Azrael non rispose e si passò una mano tra i capelli sciolti.

«Mi piacciono i tuoi capelli così...» bisbigliai mentre cercavo di riscaldarmi al meglio sotto le coperte.

Forse stavo già delirando e mi sarei pentita di tutto ciò che stavo dicendo in quel momento.

L'angelo si voltò verso di me e mi guardò per un lungo istante, finché la porta non si aprì rivelando la figura di Iria.

«Sono entrati! Vi stanno cercando, Vostra Maestà, e non ci vorrà molto prima che vi trovino» affermò Iria preoccupata, per poi posare lo sguardo su Azrael come se fosse in cerca di aiuto.

«Iria, rimani qui con Edith, ai complottisti ci penserò io.»
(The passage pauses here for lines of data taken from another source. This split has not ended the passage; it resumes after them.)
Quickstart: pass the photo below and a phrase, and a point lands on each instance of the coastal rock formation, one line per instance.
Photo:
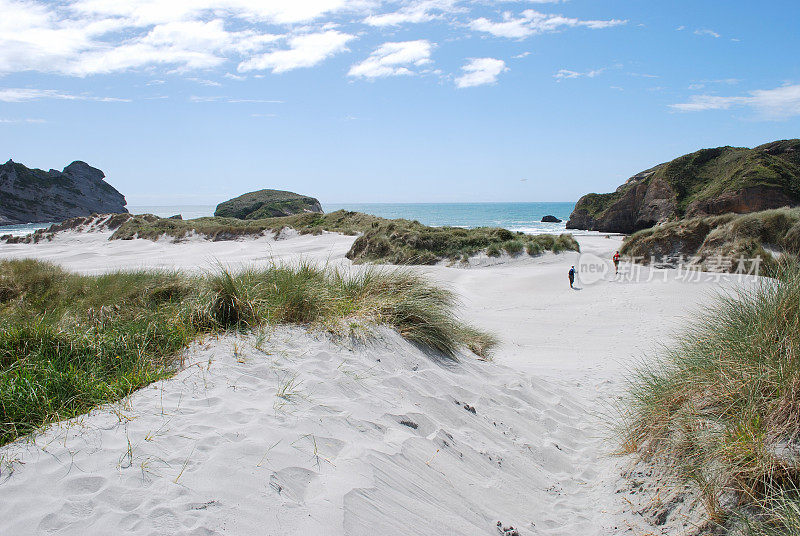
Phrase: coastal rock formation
(267, 204)
(707, 182)
(35, 196)
(550, 219)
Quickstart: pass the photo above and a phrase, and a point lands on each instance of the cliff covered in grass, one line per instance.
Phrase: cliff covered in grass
(704, 183)
(718, 242)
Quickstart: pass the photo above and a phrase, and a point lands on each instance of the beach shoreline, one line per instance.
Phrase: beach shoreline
(537, 440)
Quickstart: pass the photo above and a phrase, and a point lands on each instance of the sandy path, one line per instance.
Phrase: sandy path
(376, 439)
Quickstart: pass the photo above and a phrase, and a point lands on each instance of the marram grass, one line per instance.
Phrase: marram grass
(70, 342)
(722, 408)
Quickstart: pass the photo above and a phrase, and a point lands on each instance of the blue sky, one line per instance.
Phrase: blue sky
(192, 102)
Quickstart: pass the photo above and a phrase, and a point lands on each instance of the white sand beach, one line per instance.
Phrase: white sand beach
(302, 434)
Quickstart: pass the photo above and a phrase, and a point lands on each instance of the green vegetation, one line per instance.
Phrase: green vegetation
(730, 235)
(406, 242)
(216, 228)
(722, 408)
(382, 241)
(705, 175)
(70, 342)
(267, 204)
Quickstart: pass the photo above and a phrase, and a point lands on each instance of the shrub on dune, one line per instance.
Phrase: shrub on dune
(722, 409)
(70, 342)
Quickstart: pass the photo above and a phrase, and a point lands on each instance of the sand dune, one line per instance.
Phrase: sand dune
(308, 435)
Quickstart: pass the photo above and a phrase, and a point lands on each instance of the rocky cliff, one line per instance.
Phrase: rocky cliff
(267, 204)
(34, 195)
(707, 182)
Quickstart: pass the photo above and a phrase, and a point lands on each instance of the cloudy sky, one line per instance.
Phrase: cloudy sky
(193, 101)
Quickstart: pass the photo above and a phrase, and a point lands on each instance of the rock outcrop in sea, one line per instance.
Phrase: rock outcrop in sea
(267, 204)
(704, 183)
(36, 196)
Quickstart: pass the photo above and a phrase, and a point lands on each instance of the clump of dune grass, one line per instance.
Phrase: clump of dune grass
(722, 408)
(70, 342)
(406, 242)
(382, 241)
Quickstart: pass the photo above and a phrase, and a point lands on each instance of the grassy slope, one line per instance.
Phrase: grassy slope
(729, 235)
(707, 173)
(264, 204)
(387, 241)
(69, 342)
(722, 408)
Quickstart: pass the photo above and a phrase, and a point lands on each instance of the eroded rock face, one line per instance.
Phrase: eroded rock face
(705, 183)
(638, 204)
(36, 196)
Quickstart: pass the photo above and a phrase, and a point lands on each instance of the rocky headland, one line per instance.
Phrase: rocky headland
(704, 183)
(36, 196)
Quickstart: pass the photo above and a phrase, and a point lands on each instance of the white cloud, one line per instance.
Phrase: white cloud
(710, 33)
(30, 121)
(531, 22)
(564, 74)
(779, 103)
(26, 94)
(147, 12)
(393, 59)
(85, 37)
(305, 50)
(414, 12)
(480, 71)
(218, 98)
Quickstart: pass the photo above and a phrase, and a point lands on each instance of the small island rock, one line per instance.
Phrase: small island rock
(550, 219)
(267, 204)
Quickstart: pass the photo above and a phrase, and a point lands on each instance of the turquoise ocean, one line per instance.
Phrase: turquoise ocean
(525, 217)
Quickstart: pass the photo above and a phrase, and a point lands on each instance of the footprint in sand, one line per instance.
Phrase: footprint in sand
(291, 483)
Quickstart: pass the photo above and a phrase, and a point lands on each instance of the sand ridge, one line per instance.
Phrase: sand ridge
(302, 434)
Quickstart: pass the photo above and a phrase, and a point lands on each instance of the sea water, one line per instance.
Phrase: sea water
(525, 217)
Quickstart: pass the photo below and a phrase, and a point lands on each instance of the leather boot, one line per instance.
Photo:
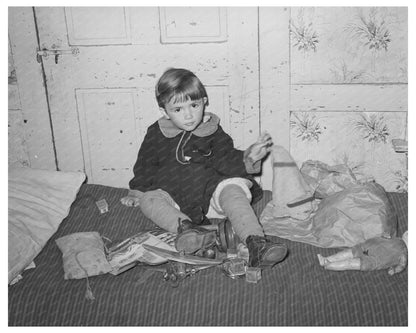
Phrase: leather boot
(193, 239)
(264, 253)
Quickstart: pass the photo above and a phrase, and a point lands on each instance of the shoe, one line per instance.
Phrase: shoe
(264, 253)
(192, 239)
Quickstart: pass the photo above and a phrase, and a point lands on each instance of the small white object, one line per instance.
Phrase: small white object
(102, 206)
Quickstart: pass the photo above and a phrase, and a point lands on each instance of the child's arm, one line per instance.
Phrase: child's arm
(256, 152)
(144, 171)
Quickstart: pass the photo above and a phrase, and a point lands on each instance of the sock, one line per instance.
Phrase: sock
(237, 208)
(159, 207)
(289, 186)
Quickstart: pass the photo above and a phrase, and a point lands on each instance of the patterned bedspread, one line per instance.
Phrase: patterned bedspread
(297, 292)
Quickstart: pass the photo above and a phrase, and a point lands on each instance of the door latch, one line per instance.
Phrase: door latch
(55, 53)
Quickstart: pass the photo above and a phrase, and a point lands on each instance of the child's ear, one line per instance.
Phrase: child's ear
(164, 113)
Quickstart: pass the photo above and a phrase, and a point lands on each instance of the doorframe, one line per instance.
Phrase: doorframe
(31, 85)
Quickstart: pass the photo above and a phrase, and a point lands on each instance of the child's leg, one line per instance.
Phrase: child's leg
(344, 265)
(160, 208)
(236, 206)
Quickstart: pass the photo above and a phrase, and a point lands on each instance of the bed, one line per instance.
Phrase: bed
(297, 292)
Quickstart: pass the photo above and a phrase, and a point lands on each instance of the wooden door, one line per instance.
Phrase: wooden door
(102, 63)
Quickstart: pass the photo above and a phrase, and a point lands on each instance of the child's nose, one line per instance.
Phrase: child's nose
(188, 113)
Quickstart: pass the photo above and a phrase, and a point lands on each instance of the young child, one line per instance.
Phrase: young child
(375, 253)
(187, 170)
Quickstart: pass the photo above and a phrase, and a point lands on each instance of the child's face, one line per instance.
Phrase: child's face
(185, 115)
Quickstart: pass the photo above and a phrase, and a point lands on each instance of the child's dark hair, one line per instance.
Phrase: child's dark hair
(180, 84)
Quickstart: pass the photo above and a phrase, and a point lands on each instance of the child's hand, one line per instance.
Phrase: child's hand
(261, 147)
(132, 199)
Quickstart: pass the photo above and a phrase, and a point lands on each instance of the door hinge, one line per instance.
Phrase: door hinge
(55, 53)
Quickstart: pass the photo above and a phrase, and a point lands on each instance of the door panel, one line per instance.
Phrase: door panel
(102, 97)
(98, 26)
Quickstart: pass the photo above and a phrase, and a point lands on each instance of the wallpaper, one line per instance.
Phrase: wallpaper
(338, 48)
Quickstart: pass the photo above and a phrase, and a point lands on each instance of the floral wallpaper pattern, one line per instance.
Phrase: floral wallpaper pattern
(348, 44)
(344, 46)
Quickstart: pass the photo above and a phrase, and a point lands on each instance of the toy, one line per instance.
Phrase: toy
(102, 206)
(373, 254)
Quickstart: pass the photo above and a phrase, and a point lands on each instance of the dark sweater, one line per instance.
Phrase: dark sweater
(163, 163)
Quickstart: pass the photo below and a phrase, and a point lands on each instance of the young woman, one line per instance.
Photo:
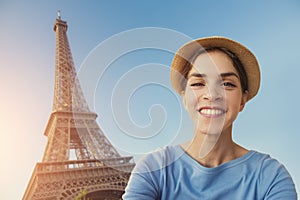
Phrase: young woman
(215, 77)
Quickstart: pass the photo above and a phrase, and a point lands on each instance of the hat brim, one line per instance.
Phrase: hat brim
(184, 54)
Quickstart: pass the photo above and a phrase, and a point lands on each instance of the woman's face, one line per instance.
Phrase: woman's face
(213, 96)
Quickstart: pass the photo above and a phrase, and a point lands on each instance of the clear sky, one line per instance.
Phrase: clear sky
(137, 109)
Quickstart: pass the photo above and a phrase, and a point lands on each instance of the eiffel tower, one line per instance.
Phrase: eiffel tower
(78, 158)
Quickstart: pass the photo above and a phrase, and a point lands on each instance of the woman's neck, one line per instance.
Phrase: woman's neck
(212, 150)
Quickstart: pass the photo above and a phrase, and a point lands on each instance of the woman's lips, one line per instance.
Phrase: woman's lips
(211, 111)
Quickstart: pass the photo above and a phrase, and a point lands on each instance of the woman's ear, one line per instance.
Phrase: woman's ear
(182, 94)
(244, 100)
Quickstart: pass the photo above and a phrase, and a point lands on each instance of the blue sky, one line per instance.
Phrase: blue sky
(27, 53)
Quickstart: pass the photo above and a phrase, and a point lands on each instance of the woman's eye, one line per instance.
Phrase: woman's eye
(228, 84)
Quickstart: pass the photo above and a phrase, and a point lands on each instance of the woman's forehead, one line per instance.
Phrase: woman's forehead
(212, 64)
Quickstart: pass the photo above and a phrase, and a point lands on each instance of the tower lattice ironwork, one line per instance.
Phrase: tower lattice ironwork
(78, 157)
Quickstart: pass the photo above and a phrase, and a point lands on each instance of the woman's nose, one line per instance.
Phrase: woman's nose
(213, 94)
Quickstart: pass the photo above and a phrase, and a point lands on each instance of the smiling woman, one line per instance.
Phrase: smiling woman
(215, 77)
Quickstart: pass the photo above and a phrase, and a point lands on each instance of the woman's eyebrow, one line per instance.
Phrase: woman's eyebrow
(197, 75)
(223, 75)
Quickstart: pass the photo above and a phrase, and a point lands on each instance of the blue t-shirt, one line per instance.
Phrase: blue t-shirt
(170, 173)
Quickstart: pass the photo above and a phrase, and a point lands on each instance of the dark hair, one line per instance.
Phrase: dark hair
(238, 65)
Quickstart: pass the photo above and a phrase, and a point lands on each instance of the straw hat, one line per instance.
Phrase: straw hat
(184, 54)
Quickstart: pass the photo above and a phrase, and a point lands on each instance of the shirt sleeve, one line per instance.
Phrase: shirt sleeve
(144, 180)
(277, 181)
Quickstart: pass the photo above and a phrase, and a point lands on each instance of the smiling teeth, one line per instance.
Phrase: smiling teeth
(211, 111)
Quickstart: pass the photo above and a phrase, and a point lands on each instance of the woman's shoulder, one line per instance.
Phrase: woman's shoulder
(158, 159)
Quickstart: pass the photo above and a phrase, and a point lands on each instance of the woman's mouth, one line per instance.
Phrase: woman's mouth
(211, 112)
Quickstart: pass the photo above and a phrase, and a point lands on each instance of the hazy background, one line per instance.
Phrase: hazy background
(269, 123)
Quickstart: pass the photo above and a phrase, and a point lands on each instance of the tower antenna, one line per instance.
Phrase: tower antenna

«Azrael, sei un angelo, non ti è concesso interferire con i mortali» cercai di protestare.

Egli però mi ignorò completamente, si teletrasportò fuori dalla stanza e io rimasi da sola con Iria. I boati e le grida che provenivano dai piani inferiori facevano accapponare la pelle.

«Iria, dove sono Nathan e Hayat?» domandai guardandomi intorno, ma non vidi nessuno dei due.
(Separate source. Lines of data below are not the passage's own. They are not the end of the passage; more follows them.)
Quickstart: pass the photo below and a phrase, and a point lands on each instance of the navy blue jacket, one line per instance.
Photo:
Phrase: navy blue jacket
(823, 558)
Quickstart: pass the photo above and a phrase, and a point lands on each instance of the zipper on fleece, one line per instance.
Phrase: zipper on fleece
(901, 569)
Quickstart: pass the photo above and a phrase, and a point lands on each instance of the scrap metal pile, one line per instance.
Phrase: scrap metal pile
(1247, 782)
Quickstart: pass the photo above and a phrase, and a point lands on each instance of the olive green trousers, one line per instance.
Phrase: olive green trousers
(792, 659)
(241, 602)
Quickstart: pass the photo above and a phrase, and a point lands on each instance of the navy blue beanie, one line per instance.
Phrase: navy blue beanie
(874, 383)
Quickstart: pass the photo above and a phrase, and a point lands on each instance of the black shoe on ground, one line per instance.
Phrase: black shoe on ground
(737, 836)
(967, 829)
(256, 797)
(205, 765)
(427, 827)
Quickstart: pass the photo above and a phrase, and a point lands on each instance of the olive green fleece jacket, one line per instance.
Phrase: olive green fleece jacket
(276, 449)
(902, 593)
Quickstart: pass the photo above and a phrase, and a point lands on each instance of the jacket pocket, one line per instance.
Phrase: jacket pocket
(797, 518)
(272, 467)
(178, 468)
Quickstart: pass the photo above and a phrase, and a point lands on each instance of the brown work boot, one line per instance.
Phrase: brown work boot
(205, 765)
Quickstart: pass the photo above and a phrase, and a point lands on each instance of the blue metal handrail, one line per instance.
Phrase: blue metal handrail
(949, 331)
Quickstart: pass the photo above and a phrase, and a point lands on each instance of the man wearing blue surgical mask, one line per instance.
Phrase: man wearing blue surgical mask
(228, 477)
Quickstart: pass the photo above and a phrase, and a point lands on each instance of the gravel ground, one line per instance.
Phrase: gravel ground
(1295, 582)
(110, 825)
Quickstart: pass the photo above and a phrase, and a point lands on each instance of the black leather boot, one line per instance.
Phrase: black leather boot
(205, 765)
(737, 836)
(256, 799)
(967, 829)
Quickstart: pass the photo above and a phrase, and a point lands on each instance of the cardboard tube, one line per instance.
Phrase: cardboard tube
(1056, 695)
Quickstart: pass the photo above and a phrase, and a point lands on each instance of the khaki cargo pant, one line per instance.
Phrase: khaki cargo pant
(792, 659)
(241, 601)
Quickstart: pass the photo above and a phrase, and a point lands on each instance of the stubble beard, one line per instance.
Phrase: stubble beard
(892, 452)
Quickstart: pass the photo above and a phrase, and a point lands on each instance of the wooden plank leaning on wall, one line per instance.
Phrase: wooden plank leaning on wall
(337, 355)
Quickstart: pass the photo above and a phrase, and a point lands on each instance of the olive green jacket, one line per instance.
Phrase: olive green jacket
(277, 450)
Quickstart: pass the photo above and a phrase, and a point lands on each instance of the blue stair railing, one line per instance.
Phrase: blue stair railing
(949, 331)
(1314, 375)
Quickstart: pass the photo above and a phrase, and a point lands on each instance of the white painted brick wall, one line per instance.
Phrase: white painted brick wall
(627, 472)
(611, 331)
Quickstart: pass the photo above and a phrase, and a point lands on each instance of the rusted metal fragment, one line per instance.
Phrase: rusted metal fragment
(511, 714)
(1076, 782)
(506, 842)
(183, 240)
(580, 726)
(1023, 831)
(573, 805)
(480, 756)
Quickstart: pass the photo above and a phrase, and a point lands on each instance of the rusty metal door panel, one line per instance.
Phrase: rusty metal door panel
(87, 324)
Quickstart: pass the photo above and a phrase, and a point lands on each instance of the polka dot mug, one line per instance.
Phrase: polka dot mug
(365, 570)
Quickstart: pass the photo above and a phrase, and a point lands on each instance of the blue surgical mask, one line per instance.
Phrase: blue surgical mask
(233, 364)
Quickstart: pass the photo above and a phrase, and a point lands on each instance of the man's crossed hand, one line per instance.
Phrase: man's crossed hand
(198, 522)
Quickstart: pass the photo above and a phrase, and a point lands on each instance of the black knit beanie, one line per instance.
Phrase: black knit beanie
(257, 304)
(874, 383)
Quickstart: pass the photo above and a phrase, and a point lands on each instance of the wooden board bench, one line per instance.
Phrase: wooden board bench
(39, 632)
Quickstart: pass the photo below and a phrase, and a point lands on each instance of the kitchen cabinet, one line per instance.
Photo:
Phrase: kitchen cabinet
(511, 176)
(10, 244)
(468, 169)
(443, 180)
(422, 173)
«Hayat è dovuta andare via di fretta a causa del suo lavoro. Nathan, invece...»

«Iria, dov'è Nathan?» domandai preoccupata, mettendomi a sedere velocemente e ignorando il mal di testa unito alla sensazione di nausea.

«È andato alla Montagna della Luna a prendere un antidoto per voi» affermò, per poi abbassare lo sguardo.

Non potevo credere a quelle parole. Non volevo morire, ma non volevo nemmeno che Nathan rischiasse la sua vita per me. Se avessi dovuto perdere lui, non ce l'avrei fatta.

Non lui. Non anche lui.

All'improvviso, la porta fu scardinata e un uomo con una spada fece il suo ingresso. Utilizzai la magia e lo uccisi immediatamente.

Solo dopo mi pentii di quell'azione e dovetti appoggiarmi al materasso per non cadere a terra. In quelle condizioni, utilizzare la magia era l'ultima cosa che dovevo fare.

«Vostra Maestà!» esclamò Iria, accorrendo verso di me.

Scostai le coperte e presi l'arco e le frecce nascosti sotto al letto. Appesi la faretra colma di frecce alla mia schiena e camminai verso la porta.

«Vostra Maestà! Cosa state facendo? Dove credete di andare nelle vostre condizioni?» domandò Iria, correndo nella mia direzione per cercare di fermarmi.